Keyphrase Extraction using SciBERT (Semeval 2017, Task 10)
Deep Keyphrase extraction using SciBERT.
Usage
Clone this repository and install pytorch-pretrained-BERT
From scibert repo, untar the weights (rename their weight dump file to pytorch_model.bin) and vocab file into a new folder model.
Change the parameters accordingly in experiments/base_model/params.json. We recommend keeping batch size of 4 and sequence length of 512, with 6 epochs, if GPU's VRAM is around 11 GB.
For training, run the command python train.py --data_dir data/task1/ --bert_model_dir model/ --model_dir experiments/base_model
For eval, run the command, python evaluate.py --data_dir data/task1/ --bert_model_dir model/ --model_dir experiments/base_model --restore_file best
Results
Subtask 1: Keyphrase Boundary Identification
We used IO format here.
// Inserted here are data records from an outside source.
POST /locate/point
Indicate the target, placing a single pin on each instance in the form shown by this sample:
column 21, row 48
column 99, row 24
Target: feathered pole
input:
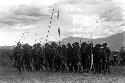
column 59, row 35
column 91, row 54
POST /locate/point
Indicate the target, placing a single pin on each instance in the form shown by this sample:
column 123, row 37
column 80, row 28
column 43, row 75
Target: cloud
column 24, row 15
column 113, row 14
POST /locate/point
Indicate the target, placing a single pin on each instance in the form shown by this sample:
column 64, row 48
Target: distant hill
column 6, row 47
column 115, row 42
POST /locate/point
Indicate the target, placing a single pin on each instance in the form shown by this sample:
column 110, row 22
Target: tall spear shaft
column 91, row 54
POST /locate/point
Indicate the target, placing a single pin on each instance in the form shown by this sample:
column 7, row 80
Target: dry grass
column 8, row 75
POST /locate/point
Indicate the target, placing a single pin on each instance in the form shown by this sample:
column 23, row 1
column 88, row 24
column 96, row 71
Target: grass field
column 9, row 75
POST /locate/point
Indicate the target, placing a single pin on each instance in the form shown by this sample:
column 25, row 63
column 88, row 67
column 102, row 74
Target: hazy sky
column 78, row 18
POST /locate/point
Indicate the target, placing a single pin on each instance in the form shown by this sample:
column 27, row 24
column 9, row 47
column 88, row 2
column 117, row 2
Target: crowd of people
column 84, row 57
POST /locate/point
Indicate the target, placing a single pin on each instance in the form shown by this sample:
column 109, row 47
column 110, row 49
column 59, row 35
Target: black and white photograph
column 62, row 41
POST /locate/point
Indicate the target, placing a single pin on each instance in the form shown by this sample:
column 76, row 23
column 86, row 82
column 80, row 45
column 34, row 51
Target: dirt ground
column 9, row 75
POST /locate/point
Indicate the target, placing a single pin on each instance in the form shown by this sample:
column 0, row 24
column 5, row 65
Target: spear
column 91, row 54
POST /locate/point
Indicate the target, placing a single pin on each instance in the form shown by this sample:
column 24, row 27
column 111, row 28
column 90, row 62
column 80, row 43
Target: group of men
column 84, row 57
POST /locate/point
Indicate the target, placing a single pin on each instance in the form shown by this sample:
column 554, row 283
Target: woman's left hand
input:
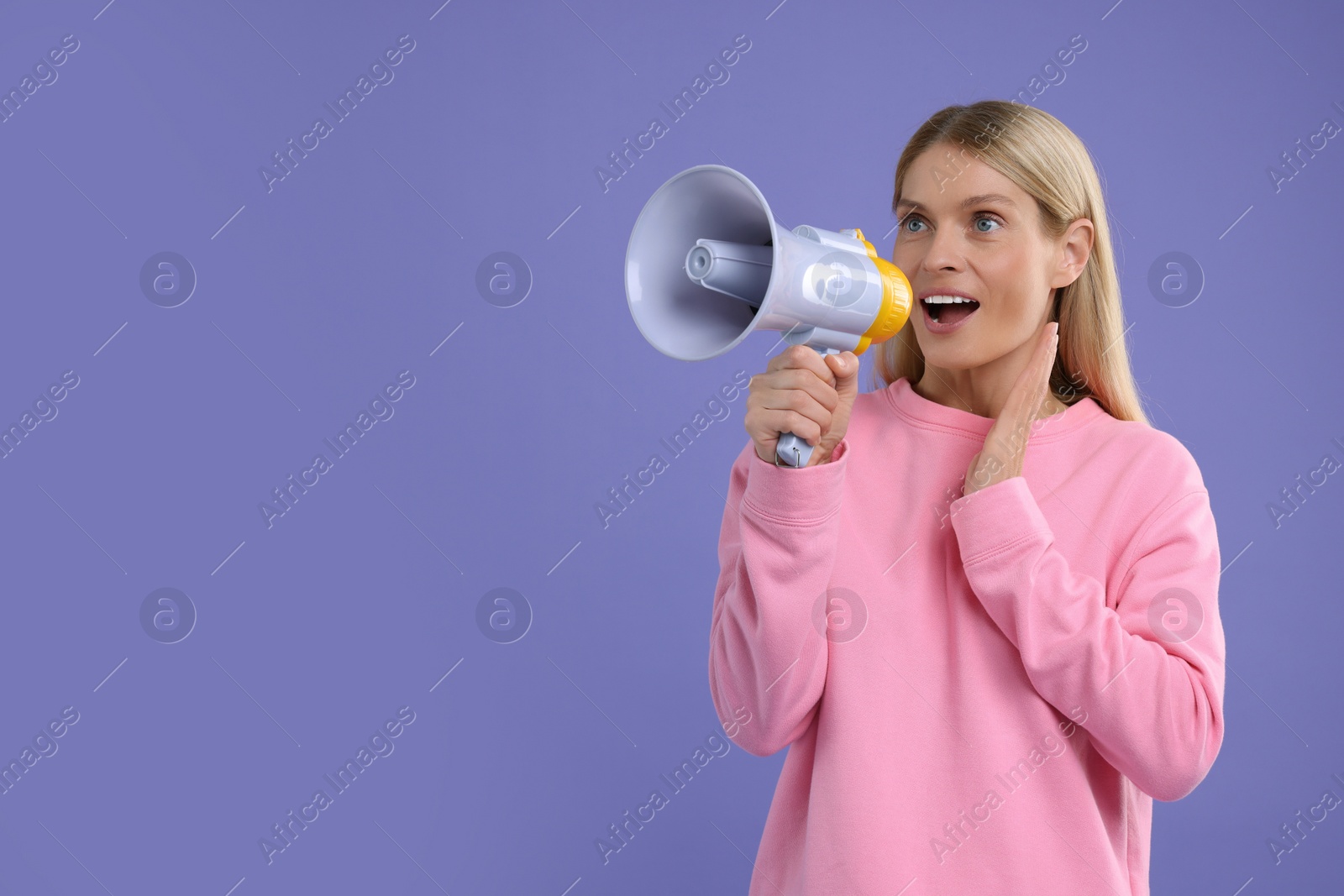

Unlike original SciBERT repo, we only use a simple linear layer on top of token embeddings.
On test set, we got:
F1 score: 0.6259
Precision: 0.5986
Recall: 0.6558
Support: 921
Subtask 2: Keyphrase Classification
We used BIO format here. Overall F1 score was 0.4981 on test set.
Precision
Recall
F1-score
Support
Process
0.4734
0.5207
0.4959
870
Material
0.4958
0.6617
0.5669
807
Task
0.2125
0.2537
0.2313
201
Avg
0.4551
0.5527
0.4981
1878
Future Work
Some tokens have more than one annotations. We did not consider multi-label classification.
We only considered a linear layer on top of BERT embeddings. We need to see whether SciBERT + BiLSTM + CRF makes a difference.